他抹了把臉,“罷了罷了,事已至此,就罷了吧。”

“二叔,聽說二嬸給小祎定了門婚事?”紀嬋從沒有指望過他,當然也不想聽這些廢話。

紀從賦臉上一紅,呐呐道:“沒有此事,絕對沒有此事。”

紀嬋笑道:“那可能是紀祎聽差了。沒有就好,這幾年辛苦二叔了,把紀祎養得白白胖胖,循規蹈矩,我爹泉下有知,一定會感激您的。”

“日後,紀祎就不勞叔叔操心了,還是由我這個姐姐接受吧,侄女兒上了女戶,家裏沒個男子漢不方便。”

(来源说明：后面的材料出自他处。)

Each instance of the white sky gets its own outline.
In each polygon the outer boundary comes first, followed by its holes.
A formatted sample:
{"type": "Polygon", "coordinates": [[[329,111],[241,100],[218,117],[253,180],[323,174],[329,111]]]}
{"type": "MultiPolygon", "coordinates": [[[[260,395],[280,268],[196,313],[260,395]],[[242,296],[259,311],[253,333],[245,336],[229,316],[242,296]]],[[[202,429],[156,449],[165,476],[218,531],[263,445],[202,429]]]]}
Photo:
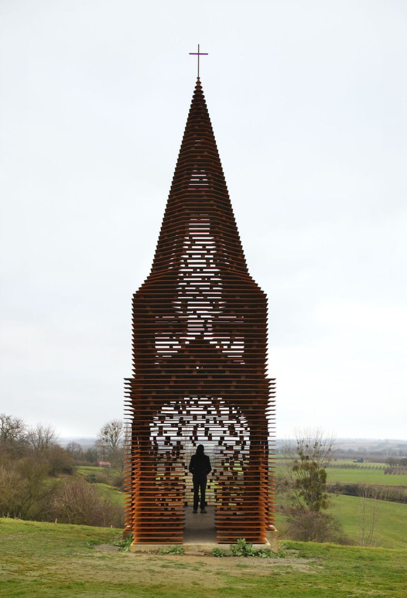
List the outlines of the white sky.
{"type": "Polygon", "coordinates": [[[269,300],[279,437],[406,438],[407,2],[0,1],[0,411],[121,416],[201,78],[269,300]]]}

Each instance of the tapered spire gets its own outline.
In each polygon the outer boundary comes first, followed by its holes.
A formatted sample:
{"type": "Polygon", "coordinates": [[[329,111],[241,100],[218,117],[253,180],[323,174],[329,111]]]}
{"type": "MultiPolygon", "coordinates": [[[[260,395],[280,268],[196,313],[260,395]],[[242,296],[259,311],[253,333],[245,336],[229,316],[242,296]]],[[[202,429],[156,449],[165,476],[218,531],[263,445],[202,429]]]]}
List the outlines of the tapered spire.
{"type": "Polygon", "coordinates": [[[152,273],[174,264],[191,221],[204,219],[217,236],[216,259],[247,274],[247,267],[229,199],[212,126],[199,78],[172,180],[152,273]]]}

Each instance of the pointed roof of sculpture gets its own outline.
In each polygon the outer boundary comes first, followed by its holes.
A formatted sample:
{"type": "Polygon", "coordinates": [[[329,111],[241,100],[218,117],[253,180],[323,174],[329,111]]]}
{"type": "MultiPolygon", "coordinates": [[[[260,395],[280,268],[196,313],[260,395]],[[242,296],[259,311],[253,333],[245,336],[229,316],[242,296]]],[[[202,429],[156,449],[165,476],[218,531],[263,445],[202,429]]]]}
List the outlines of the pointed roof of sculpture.
{"type": "Polygon", "coordinates": [[[208,221],[220,241],[216,257],[229,269],[247,275],[216,142],[199,77],[169,195],[152,273],[176,261],[191,221],[208,221]]]}

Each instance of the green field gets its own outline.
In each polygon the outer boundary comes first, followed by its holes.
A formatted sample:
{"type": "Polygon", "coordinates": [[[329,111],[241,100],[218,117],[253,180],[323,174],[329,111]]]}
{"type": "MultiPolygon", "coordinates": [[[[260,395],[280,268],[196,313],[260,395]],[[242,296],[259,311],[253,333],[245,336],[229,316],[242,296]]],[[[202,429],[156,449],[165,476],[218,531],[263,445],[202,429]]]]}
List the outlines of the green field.
{"type": "MultiPolygon", "coordinates": [[[[374,465],[374,463],[372,463],[374,465]]],[[[285,468],[284,465],[278,465],[276,468],[276,474],[283,475],[285,468]]],[[[354,469],[342,468],[340,467],[329,467],[326,469],[328,483],[335,482],[343,483],[372,484],[380,486],[397,486],[407,487],[407,474],[399,475],[391,475],[384,473],[383,469],[365,469],[362,468],[354,469]]]]}
{"type": "Polygon", "coordinates": [[[344,482],[381,486],[399,486],[407,487],[407,474],[400,475],[385,474],[382,469],[341,469],[330,467],[327,470],[328,483],[344,482]]]}
{"type": "MultiPolygon", "coordinates": [[[[370,514],[374,505],[378,515],[373,536],[375,545],[407,548],[407,505],[368,499],[366,500],[368,523],[371,520],[370,514]]],[[[341,522],[345,535],[358,544],[362,533],[360,508],[361,499],[359,496],[336,495],[333,498],[329,509],[341,522]]]]}
{"type": "Polygon", "coordinates": [[[0,519],[7,598],[405,598],[407,550],[286,542],[282,559],[114,551],[120,530],[0,519]]]}

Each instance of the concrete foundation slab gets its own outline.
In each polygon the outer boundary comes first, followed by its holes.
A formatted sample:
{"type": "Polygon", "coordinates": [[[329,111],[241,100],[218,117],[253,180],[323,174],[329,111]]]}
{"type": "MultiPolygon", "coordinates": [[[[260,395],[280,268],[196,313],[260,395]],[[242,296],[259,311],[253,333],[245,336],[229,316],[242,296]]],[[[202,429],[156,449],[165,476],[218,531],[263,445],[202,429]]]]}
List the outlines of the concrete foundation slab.
{"type": "MultiPolygon", "coordinates": [[[[192,507],[185,509],[185,526],[182,544],[131,544],[130,552],[157,552],[160,548],[169,546],[182,545],[186,554],[201,553],[205,554],[212,553],[213,548],[230,550],[233,544],[218,544],[216,542],[216,529],[215,523],[215,509],[213,507],[207,507],[207,513],[201,513],[198,509],[197,513],[192,512],[192,507]]],[[[264,544],[253,544],[256,550],[271,548],[274,553],[279,551],[279,532],[272,527],[267,533],[267,542],[264,544]]]]}

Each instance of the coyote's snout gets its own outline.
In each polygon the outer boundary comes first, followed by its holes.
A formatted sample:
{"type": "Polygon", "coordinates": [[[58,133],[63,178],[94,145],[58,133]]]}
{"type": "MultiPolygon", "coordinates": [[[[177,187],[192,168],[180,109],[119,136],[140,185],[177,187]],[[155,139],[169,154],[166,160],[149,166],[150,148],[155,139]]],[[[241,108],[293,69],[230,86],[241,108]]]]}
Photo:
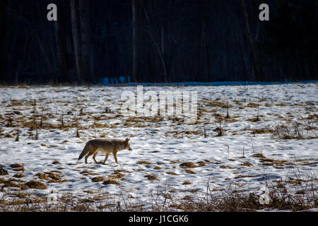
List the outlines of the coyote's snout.
{"type": "Polygon", "coordinates": [[[127,149],[129,150],[132,150],[130,148],[129,138],[126,140],[117,140],[117,139],[97,139],[92,140],[86,143],[82,153],[78,157],[78,160],[82,159],[85,156],[85,163],[87,164],[87,159],[92,155],[93,159],[95,163],[98,163],[96,161],[96,155],[98,152],[102,152],[106,153],[106,157],[103,162],[103,164],[106,163],[108,156],[110,153],[112,153],[114,158],[117,163],[117,152],[122,150],[127,149]]]}

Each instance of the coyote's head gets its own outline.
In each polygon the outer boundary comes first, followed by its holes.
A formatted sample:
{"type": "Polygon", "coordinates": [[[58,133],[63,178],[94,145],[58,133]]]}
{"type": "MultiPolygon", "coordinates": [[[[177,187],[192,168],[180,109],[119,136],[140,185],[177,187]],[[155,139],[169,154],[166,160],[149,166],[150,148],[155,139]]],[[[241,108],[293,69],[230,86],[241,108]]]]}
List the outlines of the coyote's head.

紀從賦知道她說的是反話,羞得擡不起頭來,“二叔對不起你爹,這些年在地方上勞心費力,確實忽略了這孩子。”他又抹了把臉,眼裏有些濕潤。

這……是真情實感嗎?

紀嬋有些驚訝,隨即又釋然了。

紀祎從始至終都只說二嬸和兩個哥哥對他不好,沒有紀從賦的事——他耳朵根子再軟,也終究是個讀書人,底線還在。

紀從賦從懷裏掏出一大一小兩張紙,道:“紀祎的戶籍我帶來了,他日後就跟你過。你娘去世時給紀祎留了四百兩銀子,這幾年被你二嬸花了個七七八八,二叔只能還你們一百兩,剩下的三百兩二叔以後再想辦法。”

紀從豐雖然做了幾年官,但翰林院是個清水衙門,夫婦倆病時請醫用藥又花不少,家裏余錢不多。

紀嬋的嫁妝是早年備下的,能給紀祎四百兩已然是黃氏偏心。

紀祎的頭又低了幾分,看都不敢看紀嬋一眼。

原主那個德行。

紀嬋臊得慌還來不及,又豈會介意黃氏如何,笑道:“出嫁前,我跟姨母大鬧過一場,姨母雖說沒給我配個好人家,但嫁妝銀子給了一千兩。侄女手裏不缺銀子,二叔不用為那三百兩費心了,權當紀祎的孝敬了,日後咱們兩家還是少來往微妙,二叔以為如何?”

紀從賦的臉更紅了,但他贊同紀嬋的話。

回京後,他拜望過魯國公,連大門都沒進去,日後還要仰望苟家,跟苟氏吵得雞犬不寧對他的仕途沒有任何好處。

另外,他雖在越州做了幾年知州,但為人古板,不會經營,銀錢上向來拮據。

紀嬋不讓他還錢,他著實松了口氣。

“小嬋,不是二叔不管你們,是二叔無能,管不了你們,你二嬸她……唉……”紀從賦瞧瞧外面的長隨,把到嘴邊的某些話咽了回去。

二嬸對紀祎不好,但二叔對紀祎的學業還是盡了心的。

紀嬋請齊文越考察過紀祎的學識和文章,確實比同齡人學得紮實。

她即便想為紀祎出氣,也不能把賬全算在二叔頭上。

每個人都有他的不得已,怕老婆的紀從賦也不例外。

苟氏親手架起的梁子,來日方長。

正月十五前,紀嬋一家過得極平靜,除了招待二叔外,沒有任何波瀾。